I love to cook, and in my kitchen (when I have one), I observe three rules:
1. Food should be cooked with butter and love (an old Dutch saying).
2. Fat equals flavour.
3. If it tastes good, it’s probably good for you.
Heresy, no doubt, yet here I am, at 53, never having suffered any major illnesses and weighing what I did when I was fourteen years of age. (In case you’re interested, a slender sixty-eight—kilograms, that is; in pounds, about one-fifty).
What’s my secret?
Well, the time has come to publicly announce it: I'm a closet vegetarian. Not vegan—that’s too pious for my tastes—just somebody who hankers after legumes, grains and vegetables. Rule #2 should clue you in I'm not averse to flesh. My recipe for tourtière (meat pies made at Christmas in Québec) clearly states: For maximum flavour, do not drain the browned veal, pork, and beef... And, truth is, when cooking for a carnivore, I like the meat. Of course I do. Who doesn’t?
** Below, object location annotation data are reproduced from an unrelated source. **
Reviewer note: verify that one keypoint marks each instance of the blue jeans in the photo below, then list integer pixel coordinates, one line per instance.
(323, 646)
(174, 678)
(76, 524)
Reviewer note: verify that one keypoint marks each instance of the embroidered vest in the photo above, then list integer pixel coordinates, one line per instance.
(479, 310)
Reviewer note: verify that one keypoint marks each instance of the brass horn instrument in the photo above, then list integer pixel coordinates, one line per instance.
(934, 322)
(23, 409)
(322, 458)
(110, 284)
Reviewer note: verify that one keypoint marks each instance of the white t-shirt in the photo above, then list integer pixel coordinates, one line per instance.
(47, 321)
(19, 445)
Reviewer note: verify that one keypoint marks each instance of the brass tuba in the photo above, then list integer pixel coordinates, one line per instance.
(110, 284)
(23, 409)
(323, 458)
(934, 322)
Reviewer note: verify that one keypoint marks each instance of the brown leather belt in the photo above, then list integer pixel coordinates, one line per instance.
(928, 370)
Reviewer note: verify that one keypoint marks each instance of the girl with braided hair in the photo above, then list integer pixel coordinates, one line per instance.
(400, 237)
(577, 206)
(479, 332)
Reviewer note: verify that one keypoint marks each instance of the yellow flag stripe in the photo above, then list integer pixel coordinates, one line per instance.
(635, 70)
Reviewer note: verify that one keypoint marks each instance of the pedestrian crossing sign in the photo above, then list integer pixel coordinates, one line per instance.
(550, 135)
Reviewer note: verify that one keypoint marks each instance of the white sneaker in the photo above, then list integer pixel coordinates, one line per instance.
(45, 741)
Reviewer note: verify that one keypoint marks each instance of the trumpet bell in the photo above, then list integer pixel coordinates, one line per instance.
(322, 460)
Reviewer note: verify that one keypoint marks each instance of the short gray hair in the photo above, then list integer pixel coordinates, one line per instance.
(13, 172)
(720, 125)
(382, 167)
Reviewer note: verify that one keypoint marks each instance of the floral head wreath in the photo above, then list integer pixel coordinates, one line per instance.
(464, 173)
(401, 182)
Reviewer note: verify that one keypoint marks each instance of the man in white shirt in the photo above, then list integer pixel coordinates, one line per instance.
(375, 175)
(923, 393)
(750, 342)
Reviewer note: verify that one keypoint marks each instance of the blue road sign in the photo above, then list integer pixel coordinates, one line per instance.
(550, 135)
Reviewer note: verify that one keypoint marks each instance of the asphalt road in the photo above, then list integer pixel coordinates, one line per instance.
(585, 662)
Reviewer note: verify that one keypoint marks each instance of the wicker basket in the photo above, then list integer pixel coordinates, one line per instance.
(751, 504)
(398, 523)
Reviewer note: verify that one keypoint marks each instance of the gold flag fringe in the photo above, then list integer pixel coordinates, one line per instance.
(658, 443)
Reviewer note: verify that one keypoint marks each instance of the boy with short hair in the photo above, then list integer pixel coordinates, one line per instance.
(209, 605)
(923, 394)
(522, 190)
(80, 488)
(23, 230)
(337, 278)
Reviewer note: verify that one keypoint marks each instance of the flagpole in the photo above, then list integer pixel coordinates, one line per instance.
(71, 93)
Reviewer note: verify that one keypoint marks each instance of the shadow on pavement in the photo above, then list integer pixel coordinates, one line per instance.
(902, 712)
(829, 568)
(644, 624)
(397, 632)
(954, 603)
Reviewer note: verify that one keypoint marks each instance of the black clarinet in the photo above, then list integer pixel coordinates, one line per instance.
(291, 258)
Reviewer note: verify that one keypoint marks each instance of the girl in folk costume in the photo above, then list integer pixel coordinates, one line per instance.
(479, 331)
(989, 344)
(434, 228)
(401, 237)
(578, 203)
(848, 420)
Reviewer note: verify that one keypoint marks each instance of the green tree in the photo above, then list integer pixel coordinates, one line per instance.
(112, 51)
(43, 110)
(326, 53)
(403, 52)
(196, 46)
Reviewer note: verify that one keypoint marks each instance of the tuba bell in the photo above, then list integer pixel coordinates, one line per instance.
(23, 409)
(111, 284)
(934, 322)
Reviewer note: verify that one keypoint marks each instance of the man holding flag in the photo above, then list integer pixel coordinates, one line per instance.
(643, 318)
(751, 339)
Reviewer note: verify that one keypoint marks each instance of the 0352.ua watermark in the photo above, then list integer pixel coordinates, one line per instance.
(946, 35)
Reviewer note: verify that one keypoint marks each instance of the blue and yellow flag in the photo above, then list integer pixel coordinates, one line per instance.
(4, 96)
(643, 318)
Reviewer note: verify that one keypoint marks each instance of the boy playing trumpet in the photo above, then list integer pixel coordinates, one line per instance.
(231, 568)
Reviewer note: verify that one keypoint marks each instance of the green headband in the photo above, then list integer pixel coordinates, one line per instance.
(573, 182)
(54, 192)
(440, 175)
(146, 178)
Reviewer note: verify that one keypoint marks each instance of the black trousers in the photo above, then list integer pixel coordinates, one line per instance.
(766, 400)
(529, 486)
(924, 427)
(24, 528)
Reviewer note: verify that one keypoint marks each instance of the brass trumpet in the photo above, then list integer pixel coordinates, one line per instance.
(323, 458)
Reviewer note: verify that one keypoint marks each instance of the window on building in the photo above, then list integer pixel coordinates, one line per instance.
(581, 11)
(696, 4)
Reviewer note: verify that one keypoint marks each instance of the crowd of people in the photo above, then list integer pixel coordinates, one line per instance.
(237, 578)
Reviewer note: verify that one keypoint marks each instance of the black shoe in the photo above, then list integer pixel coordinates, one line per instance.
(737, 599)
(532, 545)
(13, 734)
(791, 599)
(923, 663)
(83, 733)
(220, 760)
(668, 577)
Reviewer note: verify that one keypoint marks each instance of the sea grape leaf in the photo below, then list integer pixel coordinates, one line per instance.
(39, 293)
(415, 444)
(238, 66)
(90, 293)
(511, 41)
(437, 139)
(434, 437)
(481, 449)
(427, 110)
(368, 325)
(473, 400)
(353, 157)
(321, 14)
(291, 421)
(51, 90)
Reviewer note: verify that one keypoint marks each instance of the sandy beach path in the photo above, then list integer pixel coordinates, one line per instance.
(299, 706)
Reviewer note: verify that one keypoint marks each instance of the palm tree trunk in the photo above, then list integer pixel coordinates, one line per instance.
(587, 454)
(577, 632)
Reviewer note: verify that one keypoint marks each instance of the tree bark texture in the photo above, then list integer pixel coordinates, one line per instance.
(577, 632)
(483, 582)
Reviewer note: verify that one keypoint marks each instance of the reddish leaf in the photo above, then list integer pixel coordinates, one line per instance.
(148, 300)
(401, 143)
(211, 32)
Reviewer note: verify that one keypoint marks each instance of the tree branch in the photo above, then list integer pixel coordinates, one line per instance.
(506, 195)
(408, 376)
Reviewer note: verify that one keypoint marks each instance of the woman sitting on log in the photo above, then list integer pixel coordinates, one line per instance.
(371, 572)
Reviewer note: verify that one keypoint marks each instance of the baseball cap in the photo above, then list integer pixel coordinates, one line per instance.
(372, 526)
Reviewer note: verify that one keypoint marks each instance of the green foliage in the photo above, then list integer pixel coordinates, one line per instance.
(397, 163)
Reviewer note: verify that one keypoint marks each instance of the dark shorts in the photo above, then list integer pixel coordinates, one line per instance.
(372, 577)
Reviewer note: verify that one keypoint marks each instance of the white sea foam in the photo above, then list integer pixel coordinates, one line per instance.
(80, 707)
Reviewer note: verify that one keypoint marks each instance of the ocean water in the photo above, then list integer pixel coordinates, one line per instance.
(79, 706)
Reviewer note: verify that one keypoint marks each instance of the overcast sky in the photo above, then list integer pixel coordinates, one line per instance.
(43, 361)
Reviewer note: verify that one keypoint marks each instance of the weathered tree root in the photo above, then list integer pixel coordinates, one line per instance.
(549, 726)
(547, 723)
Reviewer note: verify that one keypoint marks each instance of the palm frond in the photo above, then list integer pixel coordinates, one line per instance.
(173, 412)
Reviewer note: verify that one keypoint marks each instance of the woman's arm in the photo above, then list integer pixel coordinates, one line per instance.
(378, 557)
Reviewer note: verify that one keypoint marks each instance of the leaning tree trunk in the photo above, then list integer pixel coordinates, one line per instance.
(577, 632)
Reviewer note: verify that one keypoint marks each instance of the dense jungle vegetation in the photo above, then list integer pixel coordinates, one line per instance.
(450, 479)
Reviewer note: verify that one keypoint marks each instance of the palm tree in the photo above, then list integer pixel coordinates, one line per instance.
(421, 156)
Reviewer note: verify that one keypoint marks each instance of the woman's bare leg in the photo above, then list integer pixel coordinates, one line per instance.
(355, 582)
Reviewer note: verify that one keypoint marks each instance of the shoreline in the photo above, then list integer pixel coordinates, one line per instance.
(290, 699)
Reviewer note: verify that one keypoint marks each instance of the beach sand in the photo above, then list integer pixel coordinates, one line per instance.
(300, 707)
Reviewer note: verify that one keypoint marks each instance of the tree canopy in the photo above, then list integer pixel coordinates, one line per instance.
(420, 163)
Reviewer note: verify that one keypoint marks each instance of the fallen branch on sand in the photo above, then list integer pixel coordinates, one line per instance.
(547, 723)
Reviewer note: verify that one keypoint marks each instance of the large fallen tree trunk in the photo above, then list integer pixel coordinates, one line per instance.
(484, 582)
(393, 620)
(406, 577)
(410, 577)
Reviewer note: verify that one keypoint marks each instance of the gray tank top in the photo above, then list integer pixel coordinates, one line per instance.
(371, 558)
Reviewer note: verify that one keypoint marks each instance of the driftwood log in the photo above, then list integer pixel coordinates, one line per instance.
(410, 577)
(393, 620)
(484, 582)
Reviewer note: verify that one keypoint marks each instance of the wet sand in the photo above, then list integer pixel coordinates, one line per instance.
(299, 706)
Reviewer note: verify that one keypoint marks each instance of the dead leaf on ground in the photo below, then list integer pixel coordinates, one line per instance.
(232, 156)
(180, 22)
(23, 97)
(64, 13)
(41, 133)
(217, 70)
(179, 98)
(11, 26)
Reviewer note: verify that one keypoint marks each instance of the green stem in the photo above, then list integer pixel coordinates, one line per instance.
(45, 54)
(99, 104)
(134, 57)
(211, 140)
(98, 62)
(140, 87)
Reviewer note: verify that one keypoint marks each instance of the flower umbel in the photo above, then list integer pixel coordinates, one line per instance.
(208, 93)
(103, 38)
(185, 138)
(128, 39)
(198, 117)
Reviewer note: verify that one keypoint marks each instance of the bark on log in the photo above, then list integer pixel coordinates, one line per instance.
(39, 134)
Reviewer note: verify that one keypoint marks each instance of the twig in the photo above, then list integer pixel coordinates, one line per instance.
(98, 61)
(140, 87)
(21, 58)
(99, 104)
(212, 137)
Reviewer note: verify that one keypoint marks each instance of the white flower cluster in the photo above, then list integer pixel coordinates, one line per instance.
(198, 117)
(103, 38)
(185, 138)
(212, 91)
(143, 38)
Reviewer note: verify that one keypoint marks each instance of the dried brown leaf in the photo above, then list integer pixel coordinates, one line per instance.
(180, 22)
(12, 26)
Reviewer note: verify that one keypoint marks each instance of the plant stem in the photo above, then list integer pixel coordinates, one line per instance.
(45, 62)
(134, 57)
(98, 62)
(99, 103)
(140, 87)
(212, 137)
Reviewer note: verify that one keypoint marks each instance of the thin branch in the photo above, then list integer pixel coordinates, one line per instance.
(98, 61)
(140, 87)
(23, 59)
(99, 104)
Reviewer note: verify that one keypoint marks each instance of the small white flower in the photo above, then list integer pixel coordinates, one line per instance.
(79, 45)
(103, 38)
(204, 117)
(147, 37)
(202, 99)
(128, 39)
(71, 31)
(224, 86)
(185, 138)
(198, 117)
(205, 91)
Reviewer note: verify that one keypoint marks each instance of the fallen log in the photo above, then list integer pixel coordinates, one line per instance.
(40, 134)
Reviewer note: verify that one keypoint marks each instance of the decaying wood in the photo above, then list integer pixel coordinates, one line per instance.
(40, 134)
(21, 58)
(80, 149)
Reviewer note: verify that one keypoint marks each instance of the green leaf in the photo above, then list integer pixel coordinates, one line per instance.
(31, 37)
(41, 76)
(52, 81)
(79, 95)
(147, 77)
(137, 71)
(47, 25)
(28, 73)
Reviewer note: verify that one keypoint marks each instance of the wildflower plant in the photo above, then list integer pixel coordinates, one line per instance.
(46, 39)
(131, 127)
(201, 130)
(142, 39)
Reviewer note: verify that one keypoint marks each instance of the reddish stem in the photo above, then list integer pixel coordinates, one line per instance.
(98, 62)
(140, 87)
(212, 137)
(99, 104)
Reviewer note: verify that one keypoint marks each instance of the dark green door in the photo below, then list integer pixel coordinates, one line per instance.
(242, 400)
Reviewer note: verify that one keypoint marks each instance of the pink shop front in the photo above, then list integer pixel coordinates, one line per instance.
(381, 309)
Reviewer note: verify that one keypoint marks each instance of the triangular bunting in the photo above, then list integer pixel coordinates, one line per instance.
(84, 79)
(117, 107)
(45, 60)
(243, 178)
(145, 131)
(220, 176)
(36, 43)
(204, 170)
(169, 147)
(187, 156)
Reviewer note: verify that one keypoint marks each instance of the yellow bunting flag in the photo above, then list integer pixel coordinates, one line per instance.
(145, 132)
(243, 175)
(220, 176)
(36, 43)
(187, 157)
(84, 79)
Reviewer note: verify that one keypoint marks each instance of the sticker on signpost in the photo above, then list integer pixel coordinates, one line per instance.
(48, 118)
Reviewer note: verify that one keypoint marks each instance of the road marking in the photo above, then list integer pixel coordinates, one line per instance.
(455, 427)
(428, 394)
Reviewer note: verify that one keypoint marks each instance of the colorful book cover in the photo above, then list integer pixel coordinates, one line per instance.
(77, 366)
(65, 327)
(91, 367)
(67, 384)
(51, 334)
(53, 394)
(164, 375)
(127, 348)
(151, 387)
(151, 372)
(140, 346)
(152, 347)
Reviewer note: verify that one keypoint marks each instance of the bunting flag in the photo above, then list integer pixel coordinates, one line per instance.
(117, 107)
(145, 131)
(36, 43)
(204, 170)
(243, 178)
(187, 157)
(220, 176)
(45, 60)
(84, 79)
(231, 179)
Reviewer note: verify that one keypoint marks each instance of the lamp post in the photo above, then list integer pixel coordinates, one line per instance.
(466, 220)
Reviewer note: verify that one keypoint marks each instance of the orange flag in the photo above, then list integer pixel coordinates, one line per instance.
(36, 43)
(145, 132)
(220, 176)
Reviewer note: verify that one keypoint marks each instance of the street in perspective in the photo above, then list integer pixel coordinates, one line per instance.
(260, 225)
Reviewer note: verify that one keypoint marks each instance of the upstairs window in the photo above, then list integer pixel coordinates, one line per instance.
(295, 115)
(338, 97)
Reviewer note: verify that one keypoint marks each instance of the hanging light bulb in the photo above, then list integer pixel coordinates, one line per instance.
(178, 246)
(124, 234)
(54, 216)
But on my own, with no one else’s palate to consider, weeks and sometimes months go by without my purchasing so much as ground pork or a minute steak. It’s more than just my preference. Products from the meat aisle are a terrible economy.
Consider this. Yesterday, I made a batch of chili beans and rice, with cornbread on the side. It’s a little hard to judge, but I'd guess the meal’s total cost was somewhere in the neighbourhood of five to seven dollars. It wasn’t just for me; James, his girlfriend, John and I all ate. I had seconds, and there’s still some in the fridge. I'll be eating it tonight.
All that food for five to seven dollars—impossible with meat. But as I discovered long ago, living poor and eating well need not be incompatible. All you have to do is be a closet vegetarian.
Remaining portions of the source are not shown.